È l’incontro tra due violenze: simbolica, quella di Giasone, reale e quella di Medea. Si tratta di una tragedia non come rappresaglia individuale, ma come uno scontro tra due concezioni delle forze, umana e magica, di un uomo ambizioso e una donna stratega. Sabato primo luglio, nuovo appuntamento della rassegna “Pompei Theatrum Mundi”.
Nella spettacolare cornice del teatro grande del parco archeologico di Pompei, è andata in scena la tragedia: “Medea” di Euripide. Con la regia di Federico Tiezzi si è potuto assistere a una Medea che sogna il mondo del prima, un mondo tribale lontano, e una terra che si macchia dai rimorsi.
Una perfetta narrazione della nutrice che detta il tempo del racconto, una voce che intende fermare l’ira della vendetta da parte di Medea contro Giasone.
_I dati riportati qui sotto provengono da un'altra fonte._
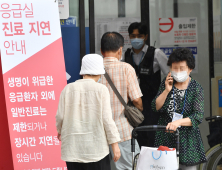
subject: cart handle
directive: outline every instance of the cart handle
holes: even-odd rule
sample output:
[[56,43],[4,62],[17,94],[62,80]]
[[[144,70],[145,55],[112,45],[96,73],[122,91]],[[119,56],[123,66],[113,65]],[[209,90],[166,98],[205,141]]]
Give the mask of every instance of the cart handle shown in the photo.
[[[137,133],[138,131],[166,131],[166,126],[162,125],[150,125],[150,126],[140,126],[136,127],[132,131],[132,139],[131,139],[131,152],[135,152],[135,139],[137,138]],[[170,131],[170,130],[169,130]],[[179,157],[179,130],[177,129],[174,131],[175,136],[176,136],[176,152],[177,152],[177,157]]]

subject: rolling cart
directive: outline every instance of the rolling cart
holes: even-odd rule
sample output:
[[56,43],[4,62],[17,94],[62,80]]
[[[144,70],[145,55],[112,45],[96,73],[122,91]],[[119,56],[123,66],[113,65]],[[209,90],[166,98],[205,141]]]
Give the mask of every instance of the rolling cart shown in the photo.
[[[139,154],[135,156],[135,140],[138,136],[137,132],[139,131],[166,131],[166,126],[161,126],[161,125],[150,125],[150,126],[140,126],[136,127],[132,131],[132,139],[131,139],[131,152],[132,152],[132,163],[133,163],[133,168],[132,170],[136,170],[136,163],[137,159],[139,157]],[[178,167],[179,167],[179,130],[177,129],[175,132],[175,138],[176,138],[176,154],[177,154],[177,162],[178,162]],[[178,169],[180,170],[180,169]]]

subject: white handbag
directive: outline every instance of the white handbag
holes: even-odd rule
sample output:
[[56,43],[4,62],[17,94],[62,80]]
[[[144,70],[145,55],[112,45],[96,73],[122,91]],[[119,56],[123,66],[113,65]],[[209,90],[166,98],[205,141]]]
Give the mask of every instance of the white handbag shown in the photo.
[[177,170],[176,150],[158,151],[158,148],[142,147],[136,170]]

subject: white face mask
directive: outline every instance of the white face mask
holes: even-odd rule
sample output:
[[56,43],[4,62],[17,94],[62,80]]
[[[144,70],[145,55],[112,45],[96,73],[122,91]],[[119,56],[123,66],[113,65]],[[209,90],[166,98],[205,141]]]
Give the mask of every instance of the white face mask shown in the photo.
[[177,82],[185,82],[189,77],[186,71],[181,71],[178,73],[175,71],[171,71],[171,75]]

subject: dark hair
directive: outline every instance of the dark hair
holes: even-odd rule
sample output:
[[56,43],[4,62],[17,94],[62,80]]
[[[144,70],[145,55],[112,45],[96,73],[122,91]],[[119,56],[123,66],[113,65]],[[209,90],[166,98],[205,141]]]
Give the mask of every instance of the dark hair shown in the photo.
[[174,50],[169,56],[169,60],[167,62],[167,65],[172,66],[172,63],[177,63],[180,61],[186,61],[187,66],[190,69],[195,68],[195,58],[194,58],[191,50],[188,48],[178,48],[178,49]]
[[116,52],[124,45],[124,38],[117,32],[107,32],[103,34],[101,39],[102,52]]
[[148,31],[147,31],[147,26],[142,24],[141,22],[134,22],[132,24],[130,24],[129,28],[128,28],[128,33],[132,34],[133,30],[138,29],[140,34],[144,34],[147,35]]

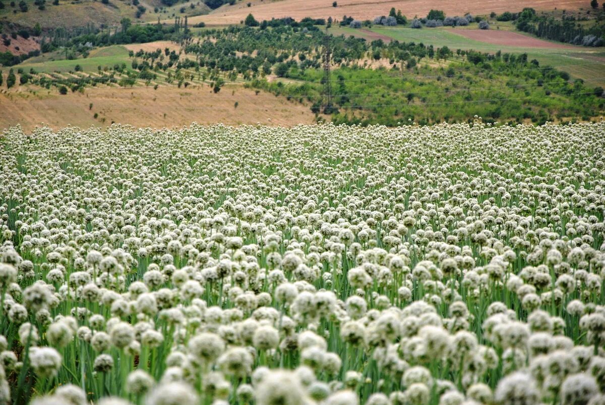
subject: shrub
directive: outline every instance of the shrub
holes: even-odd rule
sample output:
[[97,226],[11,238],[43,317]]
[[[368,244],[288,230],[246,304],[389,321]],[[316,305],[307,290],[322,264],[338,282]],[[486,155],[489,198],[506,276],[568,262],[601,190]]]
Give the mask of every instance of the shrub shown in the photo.
[[422,28],[422,23],[417,18],[414,18],[412,20],[412,23],[410,26],[414,28]]
[[441,20],[427,20],[427,22],[425,25],[427,28],[435,28],[436,27],[442,27],[443,25],[443,22]]
[[254,18],[254,16],[252,15],[252,13],[249,14],[246,19],[244,20],[244,24],[247,27],[258,27],[259,25],[258,21]]
[[445,18],[445,13],[441,10],[431,10],[427,16],[428,20],[442,20]]

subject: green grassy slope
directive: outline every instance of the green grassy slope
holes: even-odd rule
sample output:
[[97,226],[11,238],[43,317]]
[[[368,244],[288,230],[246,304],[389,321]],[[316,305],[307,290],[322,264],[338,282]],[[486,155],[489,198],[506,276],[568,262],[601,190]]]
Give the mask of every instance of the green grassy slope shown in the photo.
[[[577,47],[577,49],[567,50],[503,46],[468,38],[456,32],[459,29],[444,27],[414,30],[405,27],[373,27],[369,30],[401,42],[422,42],[436,47],[446,45],[453,50],[459,48],[489,53],[499,50],[510,53],[526,53],[530,60],[535,59],[541,65],[560,67],[561,70],[568,72],[574,77],[589,81],[591,85],[605,86],[605,50],[603,48]],[[356,35],[369,40],[375,39],[353,28],[339,27],[331,30],[335,35]]]

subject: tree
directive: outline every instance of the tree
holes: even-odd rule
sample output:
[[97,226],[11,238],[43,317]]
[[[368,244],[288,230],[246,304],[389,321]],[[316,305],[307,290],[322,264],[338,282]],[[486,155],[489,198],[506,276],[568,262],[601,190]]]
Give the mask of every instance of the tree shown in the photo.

Durante la rappresentazione si è potuto percepire lo scontro tra una società arcaica e una società che potremmo definire post-industrale.
Tra debolezze, dolori e sfide, Medea afferma la sua forza vendicativa contro Giasone, contrapponendo la distruzione fisica della famiglia: il corpo viene prima di ogni metafora, soccombono i figli, soccombe l’idea stessa del futuro. Alla fine, resta soltanto il silenzio.
A dare vita alla messa in scena, sono saliti sul palco: Laura Marinoni (Medea), Alessandro Averone (Giasone), Debora Zulini (la Nutrice), Riccardo Liovemore (Pedagogo), Roberto Latini (Creonte), Luigi Tabita (Egeo), Sandra Toffolatti (nunzio), Francesca Ciocchetti (prima Corifea).
Alla tragedia si aggiungono le voci del coro che compongono la musicalità e il ritmo parlato che preclude lo sterminio. Medea entra in scena dopo che la nutrice ha narrato come dalla Colchide, la principessa discendente dal sole, abbia seguito Giasone a Corinto, e là sia stata abbandonata per Glauce, figlia del re Creonte. Si sentono quindi i lamenti e le urla di Medea, mentre il coro è in scena, finché la protagonista entra e denuncia la propria condizione, sfortunata come quella che è, in genere, femminile. Entra, questa volta Creonte con l’intenzione di esiliare Medea ma, grazie alla sua abilità, riesce a strappargli un giorno in più a permanere a Corinto. Da qui, la minaccia e la vendetta contro Giasone, con maggiore convinzione strategica stimolata dall’incontro con il re di Atene, Egeo.
Dopo aver inviato per mano dei propri figli dei doni avvelenati a Glauce, che uccideranno lei e il padre, Medea uccide i figli, annientando così l’esistenza di Giasone portando con sé i corpi dei suoi fanciulli sul carro del Sole, verso Atene. Alla fine, chi era salito sul carro dei vincitori (Giasone), è caduto distruggendo, appunto, l’idea stessa del futuro.